(Vatican Radio) It was another lesson in the economic thought of Pope Francis. In an audience with members of the Confederazione Cooperative Italiane (confederation of Italian co-operatives) on Saturday, Pope Francis gave the 7,000 people present five practical suggestions for their mission in the context of the current “throwaway culture.”
First, the Pope said, co-operatives must continue to be “the motor that uplifts and develops the weakest parts of our local communities and civil society.”
The first priority is to establish new co-operatives, while developing existing ones, so as to create new employment opportunities, especially among youth, he said.
Second, the Pope urged the co-op movement to be a “protagonist” in proposing new welfare solutions, particularly in the area of healthcare.
As a third point, he spoke of the economy and its relationship with social justice and human dignity. Speaking of the need to “globalize solidarity,” he urged the confederation to bring co-operatives to the “existential peripheries” and to continue to be “prophetic” by “inventing new forms of co-operation.”
The Pope spoke of “a certain liberalism,” which “believes it is first necessary to produce wealth—and it does not matter how—to then promote some state redistribution policy.”
Others think it is up to a company to “bestow the crumbs of accumulated wealth” to those in need to then, in turn, “absolve themselves” of “their so-called ‘social responsibility’,” the Pope said.
“You run the risk of deluding yourself that you are doing good while, unfortunately, you continue only to do marketing,” without ever escaping the “fatal loop” of egoism, “which has the god of money at the centre,” he said.
Instead, the co-operative creates a “new type of economy” that allows “people to grow in all their potential,” socially and professionally, as well as in responsibility, hope and co-operation, he said. The Pope clarified that while he was not saying income growth is not important, it certainly “is not enough.”
Fourth, he said, the co-operative movement can exercise an important role in sustaining, facilitating and encouraging family life, by insisting on work-life balance, which would “help women to realize fully their own vocation and to put into practice their own talents.”
In this way, he said, women are “free to be always greater protagonists, whether at work or in families.”
Fifth, where few resources exist to start up new projects, the Pope urged the co-op movement to “invest well,” in particular by putting together “good resources to realize good works.” He urged more collaboration among credit unions and co-op businesses and the establishment of resources “for families to live with dignity and serenity.”
He also warned against money becoming an idol, citing St Francis of Assisi in calling it “the devil’s dung.”
“When money becomes an idol, it controls man’s choices,” he said. “It makes him a slave.”
He exhorted the co-operative movement to join the global economy to promote both "an economy of honesty" and "a healing economy." He urged them to exercise “the courage and the imagination to build a just path, so as to integrate development, justice and peace in the world.”
He concluded by calling on the members of the Catholic confederation to maintain their Catholic identity and values in their current collaboration with other co-op groups in creating a large national association.
“Live your alliance (with these other groups) as Christians, as a response to your faith and identity, without fear.

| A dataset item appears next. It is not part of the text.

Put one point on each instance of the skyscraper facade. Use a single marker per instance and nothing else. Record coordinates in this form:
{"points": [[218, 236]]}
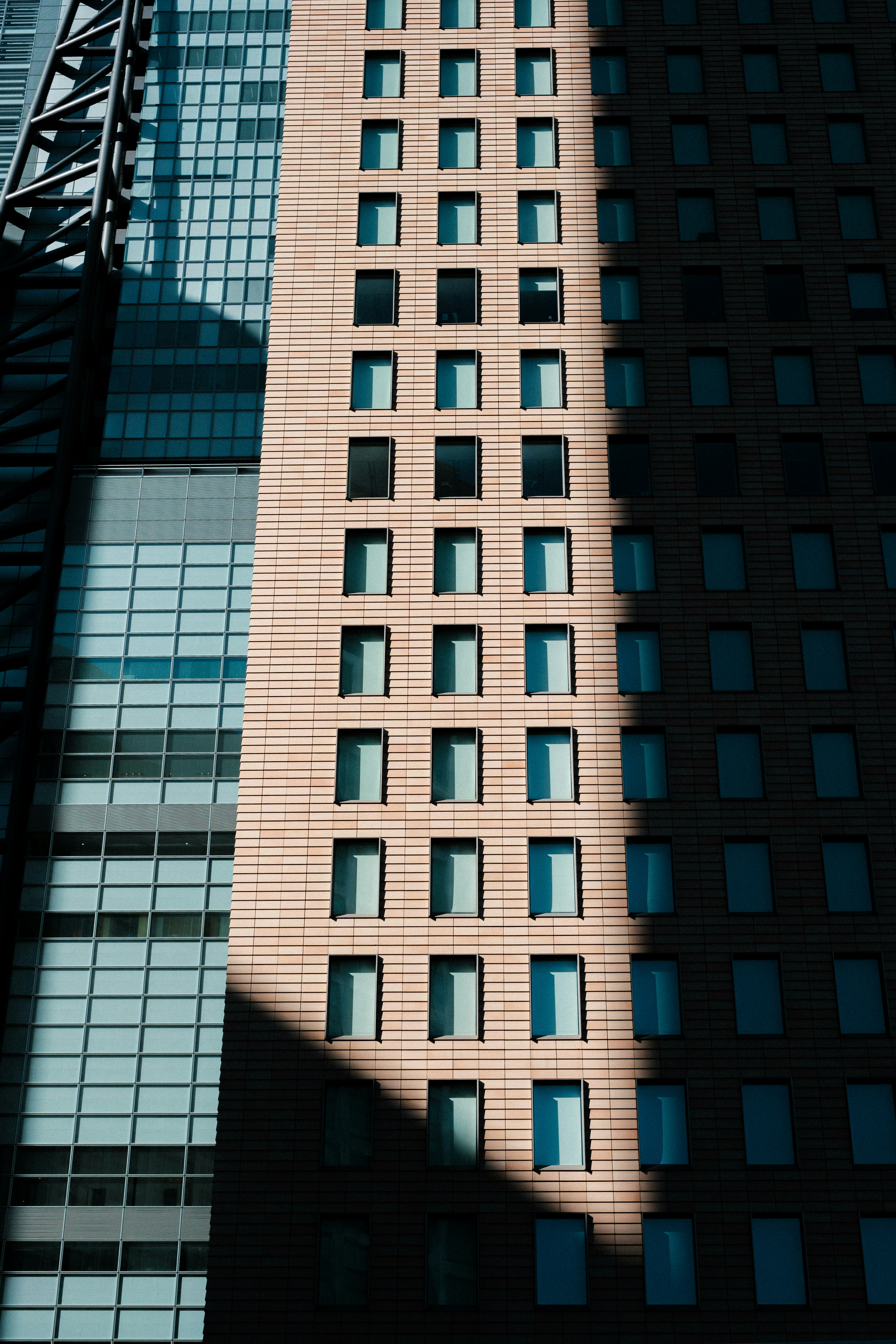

Faith and identity at the base,” he said.
“And this is also a Christian call to all,” he continued off-the-cuff. “Christian values not only for ourselves. They are to be shared. Share them with those, who do not think as we do but who want the same thing that we want.”
Italy's church-based co-op movement began in the late 19th century, inspired by the encyclical Rerum Novarum, written by Pope Leo XIII.
The Confederazione Cooperative Italiane was first founded in 1919. It was suppressed by the Fascist Regime and re-established in 1945.